Edwards specializes in understanding the formation mechanism of polyelectrolyte complexes (PECs) and gaining predictability and control over their formation. PECs are aqueous, viscoelastic, polyelectrolyte-rich materials that grow from a colloidal solution of polyelectrolyte-rich droplets when charged polymers or proteins are mixed at the proper concentration with salt in water. Over the years, UCSB scientists have played a central role in PEC research after discovering that marine invertebrates, like mussels, exploit this process to produce water-resistant biological adhesives. Today, we know that PECs are common across formation of many structural biomaterials in nature.

“I really love working in this area because I think a better understanding of kinetics in these systems can both help our design of water-based polyelectrolyte materials and our understanding of how their naturally occurring counterparts function,” said Edwards. “Few people have asked questions about nonequilibrium in PECs, especially experimentally, so it’s nice to help push that cutting-edge. It’s exciting that there are so many open questions.”

Her award-winning presentation, “Processing Dependence and Aging of the Coacervate-Precipitate Transition in Mixed Polyelectrolytes,” sheds lights on the difference between two classes of PECs, coacervates and precipitates, which are often distinguished by microstructural roughness.

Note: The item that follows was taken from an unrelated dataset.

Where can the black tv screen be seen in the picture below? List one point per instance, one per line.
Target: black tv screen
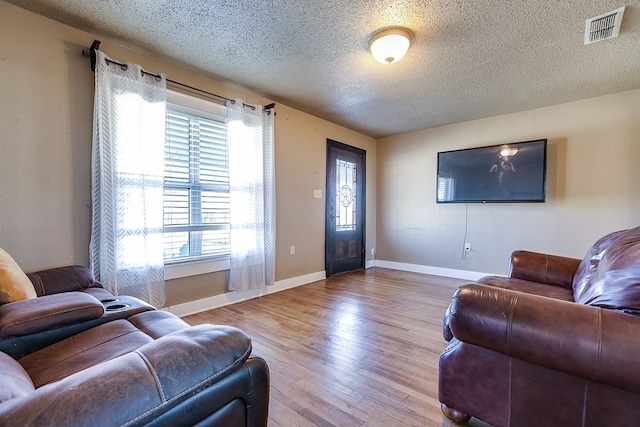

“It shows that colloidal and mass transport effects strongly influence the growth mechanism of PECs, which was unexpected and exciting because we were then also able to show that their nonequilibrium microstructure could be modulated using easily tunable external parameters like mixing flow rate,” Edwards explained. “It turns out that the microstructural precipitate-coacervate transition depends on processing, like mixing mechanics or aging, and not just chemistry or concentration of the components. And the assumption that a rough microstructure reflects a rheological transition isn’t always valid.”

Edwards, whose prior honors include a four-year National Defense Science and Engineering Graduate (NDSEG) Fellowship and first place in the American Physical Society’s Division of Polymer Physics Poster Session with Danielle Mai, now an assistant professor at Stanford, says this work is important because it could help scientists control formation and structure of polyelectrolyte complex materials, using universal handles beyond chemistry, polymer sequence design, and component concentration.